Jerry Bookin-Weiner, director of education abroad for AMIDEAST, an American nonprofit organization that operates international education and development activities throughout the Middle East and North Africa, including in Egypt, said he doesn’t expect the government to make any immediate policy changes that would affect how educational programs such as these operate or the in-country universities with which they affiliate.

He added that the Egyptian government has more pressing items on its agenda, such as righting the economy that has struggled since the revolution began in January 2011.

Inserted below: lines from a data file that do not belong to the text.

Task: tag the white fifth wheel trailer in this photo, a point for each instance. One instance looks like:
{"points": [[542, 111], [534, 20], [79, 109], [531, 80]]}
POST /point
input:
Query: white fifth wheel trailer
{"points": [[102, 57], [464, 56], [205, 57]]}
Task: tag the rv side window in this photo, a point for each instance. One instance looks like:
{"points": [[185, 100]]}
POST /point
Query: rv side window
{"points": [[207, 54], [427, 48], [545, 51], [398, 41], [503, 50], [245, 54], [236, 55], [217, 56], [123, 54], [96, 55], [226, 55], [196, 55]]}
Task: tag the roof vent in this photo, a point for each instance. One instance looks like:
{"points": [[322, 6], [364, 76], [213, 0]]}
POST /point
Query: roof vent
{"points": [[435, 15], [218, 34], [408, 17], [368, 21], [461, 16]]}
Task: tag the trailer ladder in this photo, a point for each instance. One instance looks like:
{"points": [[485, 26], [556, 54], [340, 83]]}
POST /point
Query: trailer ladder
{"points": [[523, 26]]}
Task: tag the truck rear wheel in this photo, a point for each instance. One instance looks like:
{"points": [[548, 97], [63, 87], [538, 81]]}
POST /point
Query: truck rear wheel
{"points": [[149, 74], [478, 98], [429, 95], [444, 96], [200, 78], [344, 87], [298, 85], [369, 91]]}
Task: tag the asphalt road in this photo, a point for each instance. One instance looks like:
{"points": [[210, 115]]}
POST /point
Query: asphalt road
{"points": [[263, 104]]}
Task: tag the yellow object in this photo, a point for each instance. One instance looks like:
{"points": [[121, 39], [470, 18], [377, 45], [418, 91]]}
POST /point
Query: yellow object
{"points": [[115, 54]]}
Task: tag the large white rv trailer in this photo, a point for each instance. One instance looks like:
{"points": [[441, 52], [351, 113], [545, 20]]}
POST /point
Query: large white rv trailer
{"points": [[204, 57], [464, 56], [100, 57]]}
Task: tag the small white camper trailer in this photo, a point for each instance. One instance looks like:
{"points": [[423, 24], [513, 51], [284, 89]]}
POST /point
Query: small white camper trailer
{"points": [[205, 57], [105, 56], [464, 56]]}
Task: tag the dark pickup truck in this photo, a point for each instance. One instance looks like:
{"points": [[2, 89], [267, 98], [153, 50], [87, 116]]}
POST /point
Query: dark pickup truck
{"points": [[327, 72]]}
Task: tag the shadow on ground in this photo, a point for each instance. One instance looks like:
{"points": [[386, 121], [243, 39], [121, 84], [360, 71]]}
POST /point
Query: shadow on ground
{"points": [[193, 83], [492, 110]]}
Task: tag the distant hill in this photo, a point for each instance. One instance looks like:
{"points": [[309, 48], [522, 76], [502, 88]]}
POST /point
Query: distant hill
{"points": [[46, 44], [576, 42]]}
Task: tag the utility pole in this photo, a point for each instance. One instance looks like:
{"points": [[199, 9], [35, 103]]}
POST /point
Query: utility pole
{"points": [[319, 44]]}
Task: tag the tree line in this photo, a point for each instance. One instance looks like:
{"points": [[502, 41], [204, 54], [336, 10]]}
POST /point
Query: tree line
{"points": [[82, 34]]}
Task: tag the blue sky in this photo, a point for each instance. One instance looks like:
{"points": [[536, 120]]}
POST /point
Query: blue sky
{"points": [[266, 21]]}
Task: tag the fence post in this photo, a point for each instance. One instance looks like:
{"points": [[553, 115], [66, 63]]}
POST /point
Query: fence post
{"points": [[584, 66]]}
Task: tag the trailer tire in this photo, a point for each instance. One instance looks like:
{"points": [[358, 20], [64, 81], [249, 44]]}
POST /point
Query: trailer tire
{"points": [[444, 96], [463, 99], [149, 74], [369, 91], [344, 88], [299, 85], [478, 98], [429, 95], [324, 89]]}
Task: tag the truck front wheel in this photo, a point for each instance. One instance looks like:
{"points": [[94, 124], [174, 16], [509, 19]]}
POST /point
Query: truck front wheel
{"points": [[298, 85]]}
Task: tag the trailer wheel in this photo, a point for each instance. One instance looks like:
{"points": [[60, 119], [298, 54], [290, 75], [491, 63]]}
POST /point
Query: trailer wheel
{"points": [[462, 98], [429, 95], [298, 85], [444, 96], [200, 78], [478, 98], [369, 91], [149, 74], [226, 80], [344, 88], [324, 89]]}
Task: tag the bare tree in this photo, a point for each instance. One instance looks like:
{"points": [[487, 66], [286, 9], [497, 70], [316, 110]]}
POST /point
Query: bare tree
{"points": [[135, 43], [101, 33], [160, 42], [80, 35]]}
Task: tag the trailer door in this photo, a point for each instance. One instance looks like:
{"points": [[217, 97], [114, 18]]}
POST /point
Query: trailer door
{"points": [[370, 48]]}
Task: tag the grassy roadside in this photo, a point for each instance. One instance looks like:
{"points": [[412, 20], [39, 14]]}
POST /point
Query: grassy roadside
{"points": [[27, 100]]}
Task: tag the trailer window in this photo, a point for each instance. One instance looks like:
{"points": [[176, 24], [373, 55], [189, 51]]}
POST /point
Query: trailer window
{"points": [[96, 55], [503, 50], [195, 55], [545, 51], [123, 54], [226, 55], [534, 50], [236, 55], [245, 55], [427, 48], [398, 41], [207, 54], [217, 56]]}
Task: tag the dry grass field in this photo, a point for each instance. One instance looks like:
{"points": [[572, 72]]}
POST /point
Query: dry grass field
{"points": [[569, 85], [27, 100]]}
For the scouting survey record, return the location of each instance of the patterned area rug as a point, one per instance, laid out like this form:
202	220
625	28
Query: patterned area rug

He said the new leadership will probably lead to greater stability and economic growth -- two things that he said will lead to increased interest in AMIDEAST programs -- and not a less tolerant view of Americans, especially women, studying in Egypt. Bookin-Weiner noted that the election, though celebrated as a step toward democracy, was not indicative of across-the-board political beliefs, and some voters, especially in Cairo, don't agree with some of the conservative Islamist beliefs on which Morsi was elected.

AMIDEAST began offering its Egypt study abroad programs in 2009. In January 2011, when the revolution began, the organization evacuated 21 students who were studying through its programs, which take place in Cairo. No programs took place last summer or fall.

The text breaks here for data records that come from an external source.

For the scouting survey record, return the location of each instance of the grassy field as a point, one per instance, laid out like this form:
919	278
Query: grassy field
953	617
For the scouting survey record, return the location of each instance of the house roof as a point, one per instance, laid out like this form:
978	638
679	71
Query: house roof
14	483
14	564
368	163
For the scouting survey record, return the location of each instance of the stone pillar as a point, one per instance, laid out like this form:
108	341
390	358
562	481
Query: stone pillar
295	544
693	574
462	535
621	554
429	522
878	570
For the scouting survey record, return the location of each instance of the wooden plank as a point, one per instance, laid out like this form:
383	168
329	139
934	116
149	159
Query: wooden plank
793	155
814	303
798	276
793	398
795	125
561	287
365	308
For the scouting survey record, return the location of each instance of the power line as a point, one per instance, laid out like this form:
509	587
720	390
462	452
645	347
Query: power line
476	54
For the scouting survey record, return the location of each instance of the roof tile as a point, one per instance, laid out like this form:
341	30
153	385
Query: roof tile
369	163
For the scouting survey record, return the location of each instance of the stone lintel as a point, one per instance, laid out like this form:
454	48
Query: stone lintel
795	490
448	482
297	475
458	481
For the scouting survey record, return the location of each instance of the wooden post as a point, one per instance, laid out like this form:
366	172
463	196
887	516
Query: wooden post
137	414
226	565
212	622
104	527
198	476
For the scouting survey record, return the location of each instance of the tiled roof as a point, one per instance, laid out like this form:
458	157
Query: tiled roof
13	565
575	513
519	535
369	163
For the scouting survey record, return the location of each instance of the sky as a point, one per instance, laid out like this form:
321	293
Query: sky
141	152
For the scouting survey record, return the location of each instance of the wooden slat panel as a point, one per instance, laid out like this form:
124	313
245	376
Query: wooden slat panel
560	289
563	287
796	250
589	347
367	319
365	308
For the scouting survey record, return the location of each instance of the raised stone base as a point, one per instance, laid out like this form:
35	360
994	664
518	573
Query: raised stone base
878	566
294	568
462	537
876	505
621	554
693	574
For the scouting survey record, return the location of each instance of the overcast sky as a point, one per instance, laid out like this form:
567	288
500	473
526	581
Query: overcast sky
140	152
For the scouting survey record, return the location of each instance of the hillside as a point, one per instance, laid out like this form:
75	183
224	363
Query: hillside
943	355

This spring, 14 students participated in the reinstated study abroad program, and this summer, six students are studying through AMIDEAST in Cairo. Although program leaders told them to stay in their apartments on Sunday because of uncertainty about what the immediate aftermath of the election would be, the students have not expressed any concern about remaining in Egypt for the rest of the program, Bookin-Weiner said.

Bruce Lohof, executive director of the Binational Fulbright Commission in Egypt, said the quality and quantity of Egyptian and American applicants to the exchange program have remained high throughout the last year and a half of revolts, and he thinks they will remain that way. He said he doesn’t perceive any additional public safety concerns in the wake of the election.

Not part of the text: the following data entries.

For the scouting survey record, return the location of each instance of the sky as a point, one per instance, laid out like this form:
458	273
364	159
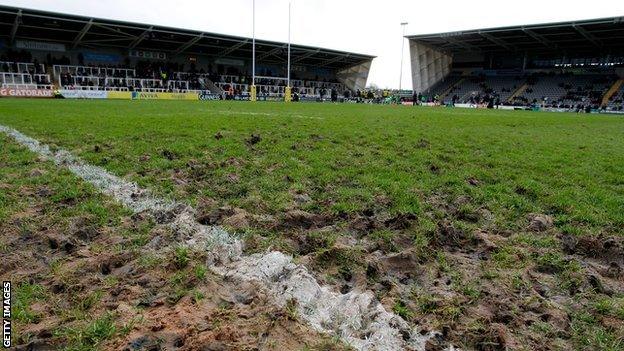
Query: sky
362	26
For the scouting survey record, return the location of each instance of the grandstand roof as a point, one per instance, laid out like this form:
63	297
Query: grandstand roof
90	32
604	35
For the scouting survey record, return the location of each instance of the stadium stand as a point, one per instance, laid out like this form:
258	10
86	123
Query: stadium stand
569	65
98	54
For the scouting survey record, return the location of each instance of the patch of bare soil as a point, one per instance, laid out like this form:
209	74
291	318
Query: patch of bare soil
159	299
479	285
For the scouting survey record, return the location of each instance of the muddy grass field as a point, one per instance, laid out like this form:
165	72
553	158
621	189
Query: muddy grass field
499	229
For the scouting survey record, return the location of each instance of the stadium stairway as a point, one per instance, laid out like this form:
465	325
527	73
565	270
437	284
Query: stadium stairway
614	89
518	92
451	88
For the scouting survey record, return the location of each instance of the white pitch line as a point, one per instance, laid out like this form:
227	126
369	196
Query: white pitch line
356	317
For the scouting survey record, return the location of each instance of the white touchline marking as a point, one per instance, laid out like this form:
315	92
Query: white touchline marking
356	317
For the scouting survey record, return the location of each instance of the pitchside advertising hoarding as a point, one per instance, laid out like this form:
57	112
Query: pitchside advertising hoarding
164	96
84	94
26	93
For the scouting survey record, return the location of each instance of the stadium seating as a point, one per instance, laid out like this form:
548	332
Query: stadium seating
21	75
616	102
567	90
547	89
275	86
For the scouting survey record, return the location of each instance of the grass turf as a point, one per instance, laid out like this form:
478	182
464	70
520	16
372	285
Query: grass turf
348	157
475	170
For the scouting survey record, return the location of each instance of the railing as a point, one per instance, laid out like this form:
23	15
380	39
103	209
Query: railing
19	67
93	71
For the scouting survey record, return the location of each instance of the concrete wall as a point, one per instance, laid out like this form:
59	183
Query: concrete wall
429	66
355	78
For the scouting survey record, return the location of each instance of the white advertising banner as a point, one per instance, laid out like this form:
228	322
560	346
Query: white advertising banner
84	94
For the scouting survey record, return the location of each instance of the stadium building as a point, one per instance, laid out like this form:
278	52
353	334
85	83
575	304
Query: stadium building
85	56
560	66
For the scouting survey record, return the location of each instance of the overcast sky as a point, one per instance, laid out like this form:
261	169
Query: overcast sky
363	26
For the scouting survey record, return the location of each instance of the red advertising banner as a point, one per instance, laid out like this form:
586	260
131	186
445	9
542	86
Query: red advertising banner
39	93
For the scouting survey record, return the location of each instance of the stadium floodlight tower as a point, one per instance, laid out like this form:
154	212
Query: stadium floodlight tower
288	90
403	25
253	52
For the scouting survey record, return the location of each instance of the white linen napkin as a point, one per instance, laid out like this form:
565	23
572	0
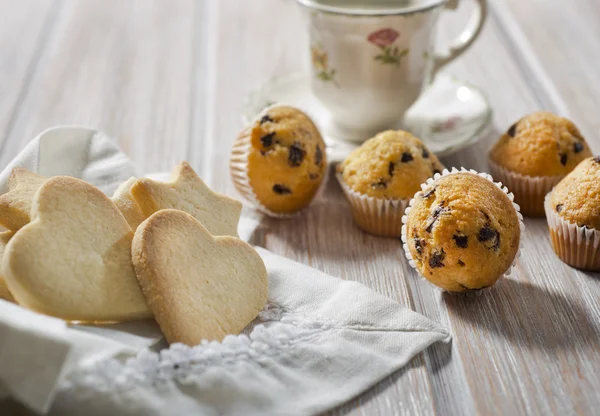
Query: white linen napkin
319	341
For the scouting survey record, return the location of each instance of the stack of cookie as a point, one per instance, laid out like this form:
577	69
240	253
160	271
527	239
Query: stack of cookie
163	249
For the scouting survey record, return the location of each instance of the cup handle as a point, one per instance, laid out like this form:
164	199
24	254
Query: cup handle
466	38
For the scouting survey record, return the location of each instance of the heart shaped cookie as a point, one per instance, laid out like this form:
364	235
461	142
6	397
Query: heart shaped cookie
15	205
73	260
187	192
127	205
198	286
5	237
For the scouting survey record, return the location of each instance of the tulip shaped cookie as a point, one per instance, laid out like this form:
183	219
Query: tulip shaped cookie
127	205
4	292
198	286
187	192
15	205
73	260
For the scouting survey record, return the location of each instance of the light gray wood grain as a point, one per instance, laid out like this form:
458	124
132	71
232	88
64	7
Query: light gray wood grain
168	79
124	68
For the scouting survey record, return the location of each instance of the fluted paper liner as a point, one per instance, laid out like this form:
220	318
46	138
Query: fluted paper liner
429	182
378	216
238	167
577	246
529	191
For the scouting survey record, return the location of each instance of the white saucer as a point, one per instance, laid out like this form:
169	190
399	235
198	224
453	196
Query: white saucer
449	116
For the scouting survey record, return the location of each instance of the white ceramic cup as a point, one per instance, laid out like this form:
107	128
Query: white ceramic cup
370	64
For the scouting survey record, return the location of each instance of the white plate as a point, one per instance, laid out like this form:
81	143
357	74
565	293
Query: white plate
449	116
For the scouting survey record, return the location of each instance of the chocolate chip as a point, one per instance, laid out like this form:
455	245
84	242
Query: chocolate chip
488	234
435	215
436	259
381	184
265	118
563	159
391	168
406	157
318	156
462	241
267	139
428	193
281	190
419	244
296	155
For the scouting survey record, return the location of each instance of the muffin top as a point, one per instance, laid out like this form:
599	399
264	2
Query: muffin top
541	144
286	160
392	165
577	197
463	232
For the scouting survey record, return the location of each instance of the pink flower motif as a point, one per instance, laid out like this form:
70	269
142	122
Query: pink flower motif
383	37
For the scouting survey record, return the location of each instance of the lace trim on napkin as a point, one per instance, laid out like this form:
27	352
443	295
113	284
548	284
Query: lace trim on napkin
276	331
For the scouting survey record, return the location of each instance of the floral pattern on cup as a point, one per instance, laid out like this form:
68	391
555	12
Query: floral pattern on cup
320	62
447	125
384	40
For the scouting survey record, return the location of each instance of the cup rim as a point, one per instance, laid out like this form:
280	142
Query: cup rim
424	6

“I have frankly feared that applications from American scholars and students would be diminished by the revolution,” Lohof said. “But in fact, [2011-12] numbers remained high, and '12-'13 numbers have remained equally high.” He said the commission plans to fund about 100 students, and it funded 112 the previous year.

According to an article in The New York Times, Morsi received his Ph.D. in mechanical sciences from the University of Southern California. Other sources have reported that he also worked as an assistant professor at California State University-Northridge. Lohof said the president-elect’s American education gives him reason to value higher education. “I would think that he’d have great respect for American education.”

But Lohof said it’s possible that American scholars might encounter difficulty obtaining clearances from the Morsi-led government to conduct research. “It’s certainly conceivable that the Muslim Brotherhood government would have a different set of opinions and a different set of attitudes towards the research that foreigners do in Egypt, or for that matter, the research Egyptians do in the United States.”

President-elect Morsi is affiliated with the Muslim Brotherhood, Egypt’s oldest and largest Islamist group, which has stated that it wants to instate Sharia law. He is the first Islamist president elected in Egypt. Bookin-Weiner said Morsi will appoint a new cabinet -- including a new minister of higher education -- within a week or two. But he said ministers are less important than the senior civil servants that remain through political appointments. “This is not going to be a huge change overnight because of an election,” he said.

Lisa Anderson, president of the American University in Cairo, an accredited and prominent American institution in Egypt, said in an e-mail message that she doesn’t think the outcome of the election will affect the university much in the short term. “Once there is a new government, with an identified minister of higher education, we will know better what his or her priorities might be.”